A Viral Vector Engineered for Improved Noninvasive Gene Delivery to the Brain | AIChE

A Viral Vector Engineered for Improved Noninvasive Gene Delivery to the Brain


Szablowski, J. O. - Presenter, California Institute of Technology
Li, H., Caltech
Heath, J., Caltech
Shapiro, M. G., California Institute of Technology
Gene delivery to the brain with adeno-associated virus (AAV) has been a mainstay of in vivo neuroscience research and has significant therapeutic potential. Focused ultrasound (FUS) can be used to open the blood-brain barrier (FUS-BBBO) to enable noninvasive delivery of AAVs into the brain from the blood. However, the delivery of large molecules, e.g. AAVs, requires FUS pressures close to the safety margins and intravenous injection of AAVs leads to off-target peripheral tissue transduction.
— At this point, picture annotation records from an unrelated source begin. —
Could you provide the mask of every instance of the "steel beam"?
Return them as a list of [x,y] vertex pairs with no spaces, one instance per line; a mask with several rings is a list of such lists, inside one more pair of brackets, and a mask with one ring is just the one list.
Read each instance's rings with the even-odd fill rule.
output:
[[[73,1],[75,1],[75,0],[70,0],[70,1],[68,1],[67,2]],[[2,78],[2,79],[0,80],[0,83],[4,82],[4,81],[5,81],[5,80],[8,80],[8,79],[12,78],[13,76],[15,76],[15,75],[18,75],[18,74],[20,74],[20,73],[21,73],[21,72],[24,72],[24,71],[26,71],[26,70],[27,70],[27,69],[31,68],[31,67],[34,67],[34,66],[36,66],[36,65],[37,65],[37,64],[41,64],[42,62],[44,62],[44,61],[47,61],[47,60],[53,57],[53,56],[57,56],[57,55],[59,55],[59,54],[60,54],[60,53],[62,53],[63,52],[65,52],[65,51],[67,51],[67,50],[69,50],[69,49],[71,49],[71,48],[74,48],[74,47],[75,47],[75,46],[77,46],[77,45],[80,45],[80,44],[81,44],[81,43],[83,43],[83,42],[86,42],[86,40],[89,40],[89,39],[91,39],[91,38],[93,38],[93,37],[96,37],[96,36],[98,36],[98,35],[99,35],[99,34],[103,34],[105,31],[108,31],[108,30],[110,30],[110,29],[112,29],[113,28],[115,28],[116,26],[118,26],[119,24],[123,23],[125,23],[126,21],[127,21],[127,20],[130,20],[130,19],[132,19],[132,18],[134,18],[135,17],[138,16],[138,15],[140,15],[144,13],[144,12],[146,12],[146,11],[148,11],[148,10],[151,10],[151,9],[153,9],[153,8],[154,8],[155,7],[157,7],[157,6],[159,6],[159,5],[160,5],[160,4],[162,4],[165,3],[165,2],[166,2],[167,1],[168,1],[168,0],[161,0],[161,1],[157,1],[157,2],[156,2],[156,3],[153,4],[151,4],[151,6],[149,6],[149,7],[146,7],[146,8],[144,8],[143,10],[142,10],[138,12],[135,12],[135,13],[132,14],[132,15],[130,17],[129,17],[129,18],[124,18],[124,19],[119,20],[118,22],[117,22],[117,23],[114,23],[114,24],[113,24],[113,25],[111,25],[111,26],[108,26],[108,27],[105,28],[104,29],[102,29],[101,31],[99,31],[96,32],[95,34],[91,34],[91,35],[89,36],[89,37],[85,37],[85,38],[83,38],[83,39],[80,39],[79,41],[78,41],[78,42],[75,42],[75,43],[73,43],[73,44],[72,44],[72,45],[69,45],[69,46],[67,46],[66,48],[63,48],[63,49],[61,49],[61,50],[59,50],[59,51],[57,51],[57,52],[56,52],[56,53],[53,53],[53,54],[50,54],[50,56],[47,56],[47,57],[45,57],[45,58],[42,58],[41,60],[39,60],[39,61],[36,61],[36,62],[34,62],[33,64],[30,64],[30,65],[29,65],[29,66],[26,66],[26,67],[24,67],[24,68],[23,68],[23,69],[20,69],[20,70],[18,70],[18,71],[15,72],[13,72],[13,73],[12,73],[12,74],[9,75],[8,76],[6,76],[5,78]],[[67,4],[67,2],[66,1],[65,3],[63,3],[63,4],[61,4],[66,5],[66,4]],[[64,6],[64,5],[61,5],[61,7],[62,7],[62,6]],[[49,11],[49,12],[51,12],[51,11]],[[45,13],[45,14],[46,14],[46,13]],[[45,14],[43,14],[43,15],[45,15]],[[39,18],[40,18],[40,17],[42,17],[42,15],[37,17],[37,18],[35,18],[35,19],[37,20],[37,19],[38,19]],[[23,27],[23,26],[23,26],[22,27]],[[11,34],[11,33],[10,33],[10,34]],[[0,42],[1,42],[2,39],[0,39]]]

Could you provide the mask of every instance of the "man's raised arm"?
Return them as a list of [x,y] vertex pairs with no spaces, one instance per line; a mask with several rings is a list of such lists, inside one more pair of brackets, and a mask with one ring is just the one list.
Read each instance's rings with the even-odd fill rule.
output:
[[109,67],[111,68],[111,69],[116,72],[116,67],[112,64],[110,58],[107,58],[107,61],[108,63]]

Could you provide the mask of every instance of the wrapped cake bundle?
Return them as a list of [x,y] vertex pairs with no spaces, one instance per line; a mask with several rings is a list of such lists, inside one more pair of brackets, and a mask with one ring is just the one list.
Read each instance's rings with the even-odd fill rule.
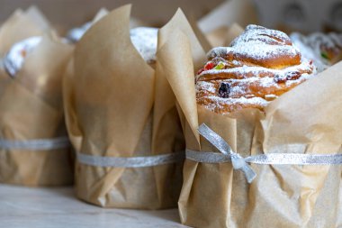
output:
[[[125,5],[95,23],[65,78],[76,196],[104,207],[175,207],[184,157],[176,99],[158,68],[158,30],[130,30],[130,14]],[[175,23],[192,32],[181,12],[170,31]]]
[[182,223],[341,226],[342,63],[316,74],[286,34],[249,25],[198,68],[187,38],[162,29],[158,55],[186,141]]
[[61,83],[72,52],[36,8],[0,29],[0,182],[58,186],[73,181]]

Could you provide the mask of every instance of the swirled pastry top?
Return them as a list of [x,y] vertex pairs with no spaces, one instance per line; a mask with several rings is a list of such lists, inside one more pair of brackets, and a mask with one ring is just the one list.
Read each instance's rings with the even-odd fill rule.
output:
[[263,110],[315,73],[285,33],[257,25],[248,25],[230,47],[212,50],[208,59],[196,77],[197,103],[220,114]]

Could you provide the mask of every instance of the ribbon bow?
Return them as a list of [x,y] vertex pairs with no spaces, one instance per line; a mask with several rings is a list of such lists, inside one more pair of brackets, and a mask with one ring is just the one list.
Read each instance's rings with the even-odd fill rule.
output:
[[242,170],[248,183],[253,181],[253,179],[256,177],[256,172],[247,163],[244,158],[231,150],[230,146],[222,137],[214,132],[205,123],[201,124],[198,128],[198,132],[214,147],[216,147],[222,154],[228,156],[231,160],[233,169]]

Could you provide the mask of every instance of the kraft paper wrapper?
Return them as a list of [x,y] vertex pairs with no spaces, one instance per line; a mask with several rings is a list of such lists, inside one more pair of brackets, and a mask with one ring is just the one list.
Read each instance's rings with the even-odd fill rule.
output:
[[[163,34],[162,32],[160,32]],[[242,156],[338,153],[342,142],[342,63],[278,97],[266,109],[220,115],[196,105],[194,66],[200,50],[175,29],[160,37],[158,61],[177,98],[186,147],[217,151],[196,129],[205,123]],[[180,63],[184,63],[180,66]],[[184,64],[185,63],[185,64]],[[194,227],[340,227],[341,166],[251,165],[249,185],[231,163],[185,160],[178,202]]]
[[[175,96],[163,69],[152,68],[132,45],[130,14],[130,5],[112,11],[76,44],[64,81],[71,141],[79,152],[108,157],[184,151]],[[179,14],[173,20],[182,19]],[[182,168],[183,162],[136,169],[77,162],[76,196],[104,207],[175,207]]]
[[[22,32],[26,31],[25,33]],[[42,35],[40,25],[16,12],[0,31],[4,56],[18,41]],[[0,70],[0,138],[13,141],[66,136],[61,79],[72,48],[45,35],[15,78]],[[0,182],[25,186],[71,184],[68,149],[0,149]]]

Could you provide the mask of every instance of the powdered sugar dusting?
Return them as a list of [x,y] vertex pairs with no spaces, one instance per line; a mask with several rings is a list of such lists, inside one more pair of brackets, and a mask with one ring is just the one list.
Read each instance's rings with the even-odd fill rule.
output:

Here, we engineer a new AAV with improved brain transduction efficiency and tissue specificity after FUS-BBBO. To obtain a new AAV strain optimized for FUS-BBBO we modified a viral vector engineering method called Cre-recombination-based AAV targeted evolution (CREATE). In CREATE, a library of AAVs with mutated capsid proteins is injected intravenously into mice. When a particular AAV clone transduces a cell expressing Cre, its viral genome is modified and becomes detectable by a Cre-dependent PCR. We modified CREATE to engineer a FUS-BBBO-optimized AAV, which we called AAV.FUS. We first generated a viral vector library with a capsid modified by insertion of a randomized 7 amino-acid sequence between residues 588 and 589 of the AAV9 capsid. We then used FUS-BBBO to deliver the AAV library to one hemisphere of hSyn1-Cre mice, extracted the tissue, and identified 5 clones specifically enriched in the FUS-targeted regions. We observed improvement in transduction of all candidates compared to AAV9 (20-130% improvement). At the same time, each serotype transduced the liver less effectively (range: 13 – 643% reduction compared to AAV9). The top AAV.FUS candidate showed a 12.1-fold improvement in overall brain-tissue specificity after FUS-BBBO, 56% improvement in neuronal tropism, and regional transduction efficiency with hippocampus showing 4.7-fold better delivery than AAV9 (32-fold improvement in liver/hippocampus transduction ratio). Overall, FUS-BBBO gene delivery was improved by AAV engineering.